The InSight (Interior Exploration using Seismic Investigations, Geodesy and Heat Transport) mission was slated to launch in March of this year. However, NASA suspended launch preparations in December because of a vacuum leak in the SEIS (Seismic Experiment for Interior Structure), which is the spacecraft's prime instrument.

According to NASA, the mission was capped at a cost of $675 million, which included the construction of the spacecraft, the launch and operations on Mars. The redesign of the instrument and the two-year delay had added $153.8 million to the total cost.

NASA said the launch period will begin from May 5, 2018, and a Mars landing will be scheduled for Nov. 26, 2018. The probe needs to be launched during a window, the time when the Earth and Mars are positioned in such a way that the spacecraft can easily reach the Red Planet.

"Our robotic scientific explorers such as InSight are paving the way toward an ambitious journey to send humans to the Red Planet," Geoff Yoder, acting associate administrator for NASA's Science Mission Directorate in Washington, said in a statement. "It's gratifying that we are moving forward with this important mission to help us better understand the origins of Mars and all the rocky planets, including Earth."

The InSight probe will land on the surface of the Red Planet and stay there for 687 days (one full Mars year). SEIS is one of InSight's two instruments, which will observe Mars' internal geologic activity and internal temperature.

The SEIS is designed to measure small ground movements about half the radius of a hydrogen atom. To withstand the harsh conditions on Mars, the instrument requires a perfect vacuum seal around its three main sensors.

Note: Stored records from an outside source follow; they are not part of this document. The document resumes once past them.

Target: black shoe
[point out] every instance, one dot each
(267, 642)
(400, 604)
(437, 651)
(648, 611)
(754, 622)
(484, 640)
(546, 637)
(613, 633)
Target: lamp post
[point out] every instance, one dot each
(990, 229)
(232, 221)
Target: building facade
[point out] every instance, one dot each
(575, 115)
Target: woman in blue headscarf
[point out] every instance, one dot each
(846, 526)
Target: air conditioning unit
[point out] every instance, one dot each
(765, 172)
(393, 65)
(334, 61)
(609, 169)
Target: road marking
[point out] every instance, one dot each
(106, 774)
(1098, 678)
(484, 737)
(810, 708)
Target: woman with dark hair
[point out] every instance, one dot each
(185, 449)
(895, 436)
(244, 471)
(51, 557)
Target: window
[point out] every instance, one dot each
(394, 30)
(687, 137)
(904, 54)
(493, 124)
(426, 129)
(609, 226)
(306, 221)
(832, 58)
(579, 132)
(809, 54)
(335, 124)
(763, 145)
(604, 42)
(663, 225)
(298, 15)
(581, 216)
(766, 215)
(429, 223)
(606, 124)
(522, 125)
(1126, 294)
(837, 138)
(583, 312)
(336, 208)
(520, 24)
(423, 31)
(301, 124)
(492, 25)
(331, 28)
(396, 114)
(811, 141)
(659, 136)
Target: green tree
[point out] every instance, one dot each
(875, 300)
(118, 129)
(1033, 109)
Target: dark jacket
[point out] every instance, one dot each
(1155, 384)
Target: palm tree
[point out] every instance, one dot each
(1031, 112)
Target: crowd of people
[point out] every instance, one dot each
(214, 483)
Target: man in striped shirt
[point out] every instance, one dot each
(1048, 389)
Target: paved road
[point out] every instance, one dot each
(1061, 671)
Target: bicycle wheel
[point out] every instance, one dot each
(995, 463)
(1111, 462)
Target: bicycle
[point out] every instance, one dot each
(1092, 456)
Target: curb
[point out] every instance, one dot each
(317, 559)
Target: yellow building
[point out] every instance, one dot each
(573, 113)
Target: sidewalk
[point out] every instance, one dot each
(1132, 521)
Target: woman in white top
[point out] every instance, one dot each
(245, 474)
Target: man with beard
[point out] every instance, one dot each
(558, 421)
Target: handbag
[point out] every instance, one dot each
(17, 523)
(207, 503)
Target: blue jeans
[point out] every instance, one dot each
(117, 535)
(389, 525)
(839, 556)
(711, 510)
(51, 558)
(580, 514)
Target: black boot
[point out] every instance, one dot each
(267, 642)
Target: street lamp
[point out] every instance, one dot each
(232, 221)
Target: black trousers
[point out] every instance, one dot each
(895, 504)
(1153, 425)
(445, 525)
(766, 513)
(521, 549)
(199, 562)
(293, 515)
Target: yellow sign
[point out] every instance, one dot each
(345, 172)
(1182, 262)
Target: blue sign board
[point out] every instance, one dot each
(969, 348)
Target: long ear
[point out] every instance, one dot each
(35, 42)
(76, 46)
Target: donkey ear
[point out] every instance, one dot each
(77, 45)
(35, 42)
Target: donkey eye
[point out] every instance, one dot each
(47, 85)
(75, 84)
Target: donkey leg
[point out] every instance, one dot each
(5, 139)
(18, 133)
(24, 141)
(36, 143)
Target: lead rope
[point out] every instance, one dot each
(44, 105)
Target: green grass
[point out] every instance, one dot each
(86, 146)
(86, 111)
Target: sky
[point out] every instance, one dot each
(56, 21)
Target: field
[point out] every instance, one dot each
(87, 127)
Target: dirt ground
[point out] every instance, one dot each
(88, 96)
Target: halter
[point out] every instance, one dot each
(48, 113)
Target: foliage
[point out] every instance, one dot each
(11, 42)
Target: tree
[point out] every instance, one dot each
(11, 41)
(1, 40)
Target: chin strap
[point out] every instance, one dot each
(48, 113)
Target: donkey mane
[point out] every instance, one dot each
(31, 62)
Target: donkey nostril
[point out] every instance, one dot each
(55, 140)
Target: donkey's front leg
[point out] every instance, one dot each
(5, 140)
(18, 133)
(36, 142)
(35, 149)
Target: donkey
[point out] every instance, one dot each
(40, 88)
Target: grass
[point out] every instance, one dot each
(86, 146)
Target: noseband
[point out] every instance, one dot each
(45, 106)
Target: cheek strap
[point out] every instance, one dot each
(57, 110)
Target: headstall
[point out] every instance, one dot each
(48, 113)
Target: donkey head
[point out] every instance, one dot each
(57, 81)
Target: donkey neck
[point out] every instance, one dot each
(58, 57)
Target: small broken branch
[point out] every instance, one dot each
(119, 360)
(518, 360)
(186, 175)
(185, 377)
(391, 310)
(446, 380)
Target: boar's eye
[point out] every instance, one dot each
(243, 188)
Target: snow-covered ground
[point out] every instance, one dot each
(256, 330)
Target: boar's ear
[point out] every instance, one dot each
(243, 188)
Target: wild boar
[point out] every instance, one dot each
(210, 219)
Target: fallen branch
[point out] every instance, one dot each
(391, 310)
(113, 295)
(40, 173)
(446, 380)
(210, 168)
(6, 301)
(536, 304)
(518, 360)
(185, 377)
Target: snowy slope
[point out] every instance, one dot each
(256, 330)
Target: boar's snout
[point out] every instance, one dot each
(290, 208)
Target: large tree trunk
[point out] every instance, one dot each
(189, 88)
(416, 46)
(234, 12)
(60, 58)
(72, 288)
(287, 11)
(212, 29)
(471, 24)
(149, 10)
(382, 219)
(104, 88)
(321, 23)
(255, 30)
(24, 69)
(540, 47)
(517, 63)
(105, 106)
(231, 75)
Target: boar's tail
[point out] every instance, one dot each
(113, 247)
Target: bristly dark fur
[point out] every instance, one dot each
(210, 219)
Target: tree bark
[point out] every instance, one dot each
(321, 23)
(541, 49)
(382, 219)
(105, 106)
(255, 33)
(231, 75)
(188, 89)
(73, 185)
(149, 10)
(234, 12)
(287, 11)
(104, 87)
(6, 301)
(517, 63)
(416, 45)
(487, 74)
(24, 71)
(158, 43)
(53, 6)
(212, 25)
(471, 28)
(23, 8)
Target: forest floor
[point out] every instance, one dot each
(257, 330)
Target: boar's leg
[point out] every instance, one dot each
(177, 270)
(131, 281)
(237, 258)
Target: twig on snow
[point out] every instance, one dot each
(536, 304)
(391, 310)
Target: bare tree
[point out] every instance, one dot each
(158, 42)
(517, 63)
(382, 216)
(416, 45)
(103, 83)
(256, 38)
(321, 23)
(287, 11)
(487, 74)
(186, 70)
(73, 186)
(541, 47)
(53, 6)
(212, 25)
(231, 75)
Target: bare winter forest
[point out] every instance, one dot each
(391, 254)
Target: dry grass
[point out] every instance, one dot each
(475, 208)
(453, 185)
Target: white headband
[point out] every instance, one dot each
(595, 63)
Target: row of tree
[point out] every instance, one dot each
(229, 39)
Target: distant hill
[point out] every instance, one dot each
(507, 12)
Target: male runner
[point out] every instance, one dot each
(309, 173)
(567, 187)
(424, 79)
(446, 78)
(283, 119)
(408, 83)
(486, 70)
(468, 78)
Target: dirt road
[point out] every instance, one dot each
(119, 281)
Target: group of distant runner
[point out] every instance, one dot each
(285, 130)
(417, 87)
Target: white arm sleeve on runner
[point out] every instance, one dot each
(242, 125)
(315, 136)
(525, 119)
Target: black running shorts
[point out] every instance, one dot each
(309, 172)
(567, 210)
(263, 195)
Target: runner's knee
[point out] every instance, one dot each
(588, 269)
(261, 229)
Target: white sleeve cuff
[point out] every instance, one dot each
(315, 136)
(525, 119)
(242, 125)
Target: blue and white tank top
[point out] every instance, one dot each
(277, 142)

NASA's Jet Propulsion Laboratory in Pasadena, California will be in charge of redesigning, developing and qualifying the parts of the instrument that failed. The French space agency, the Centre National d'études Spatiales (CNES)will be in charge of "developing and delivering the key sensors for SEIS, integration of the sensors into the container and the final integration of the instrument onto the spacecraft."